Foram denunciados por corrupção o ex-presidente do Comitê Olímpico do Brasil (COB) Carlos Arthur Nuzman; o ex-diretor de operações e marketing do COB Leonardo Gryner; o ex-governador Sérgio Cabral, o empresário Arthur Soares e os senegaleses Papa Massata Diack e Lamine Diack. Gryner e Nuzman também foram denunciados por organização criminosa e Nuzman responderá, ainda, por lavagem de dinheiro e evasão de divisas.
Na denúncia, o MPF afirma que Cabral, Nuzman e Leonardo Gryner fizeram a solicitação de repasse dos recursos diretamente a Arthur Soares, com a promessa de vantagem indevida aos senegaleses Papa Diack e Lamine Diack. Segundo o MPF, a intenção da organização criminosa era garantir votos para o Rio de Janeiro na eleição da cidade-sede dos Jogos Olímpicos de 2016, o que, segundo o órgão, configura corrupção passiva.
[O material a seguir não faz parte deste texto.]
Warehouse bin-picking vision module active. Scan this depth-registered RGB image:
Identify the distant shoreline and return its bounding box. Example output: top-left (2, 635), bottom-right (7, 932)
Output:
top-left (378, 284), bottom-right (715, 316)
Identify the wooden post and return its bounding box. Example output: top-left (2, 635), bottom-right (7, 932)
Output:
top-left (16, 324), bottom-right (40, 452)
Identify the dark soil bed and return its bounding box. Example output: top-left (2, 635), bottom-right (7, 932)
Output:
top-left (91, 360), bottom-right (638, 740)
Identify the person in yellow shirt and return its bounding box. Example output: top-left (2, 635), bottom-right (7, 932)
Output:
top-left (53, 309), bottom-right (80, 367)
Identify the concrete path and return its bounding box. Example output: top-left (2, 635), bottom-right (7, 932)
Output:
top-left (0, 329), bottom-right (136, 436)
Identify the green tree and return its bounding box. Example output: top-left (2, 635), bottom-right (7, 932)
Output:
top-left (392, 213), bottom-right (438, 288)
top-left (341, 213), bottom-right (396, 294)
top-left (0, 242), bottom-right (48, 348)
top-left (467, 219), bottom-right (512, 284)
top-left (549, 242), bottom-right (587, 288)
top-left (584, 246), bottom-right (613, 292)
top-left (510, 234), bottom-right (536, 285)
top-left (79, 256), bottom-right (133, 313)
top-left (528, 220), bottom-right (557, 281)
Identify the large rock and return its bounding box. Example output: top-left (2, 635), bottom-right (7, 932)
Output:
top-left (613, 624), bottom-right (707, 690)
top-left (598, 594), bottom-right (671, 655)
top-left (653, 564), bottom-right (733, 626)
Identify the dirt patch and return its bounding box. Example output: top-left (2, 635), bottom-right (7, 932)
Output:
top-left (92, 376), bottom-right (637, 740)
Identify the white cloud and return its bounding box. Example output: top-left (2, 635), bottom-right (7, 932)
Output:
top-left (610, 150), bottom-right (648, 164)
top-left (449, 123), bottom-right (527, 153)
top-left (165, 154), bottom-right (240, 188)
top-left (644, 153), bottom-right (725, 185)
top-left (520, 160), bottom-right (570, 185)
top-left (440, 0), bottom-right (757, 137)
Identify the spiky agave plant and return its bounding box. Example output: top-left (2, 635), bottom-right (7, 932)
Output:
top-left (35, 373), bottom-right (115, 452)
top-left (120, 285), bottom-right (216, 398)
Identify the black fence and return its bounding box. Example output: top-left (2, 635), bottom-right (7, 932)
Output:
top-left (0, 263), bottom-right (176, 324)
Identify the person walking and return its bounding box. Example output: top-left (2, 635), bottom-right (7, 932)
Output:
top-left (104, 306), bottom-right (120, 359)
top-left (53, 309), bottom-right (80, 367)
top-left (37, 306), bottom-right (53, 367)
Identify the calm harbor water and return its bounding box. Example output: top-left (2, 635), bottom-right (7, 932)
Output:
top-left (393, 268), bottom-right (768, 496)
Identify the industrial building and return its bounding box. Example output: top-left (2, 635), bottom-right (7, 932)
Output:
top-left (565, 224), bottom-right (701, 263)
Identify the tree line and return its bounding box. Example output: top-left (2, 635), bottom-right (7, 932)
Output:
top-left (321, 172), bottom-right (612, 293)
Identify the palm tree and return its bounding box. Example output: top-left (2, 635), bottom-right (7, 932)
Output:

Foram identificados depósitos que somam US$ 2 milhões feitos de empresas de Soares a empresas de Papa Massata Diack, filho de Lamine, que na ocasião era presidente da Federação Internacional de Atletismo e membro do Comitê Olímpico Internacional (COI). Na denúncia, Nuzman e Gryner foram equiparados a funcionários públicos, “uma vez que tanto o COB quanto o Comitê Organizador dos Jogos receberam e eram gestores de verbas públicas e exerciam, por delegação, uma atividade típica de Estado: o desporto”, segundo o MPF.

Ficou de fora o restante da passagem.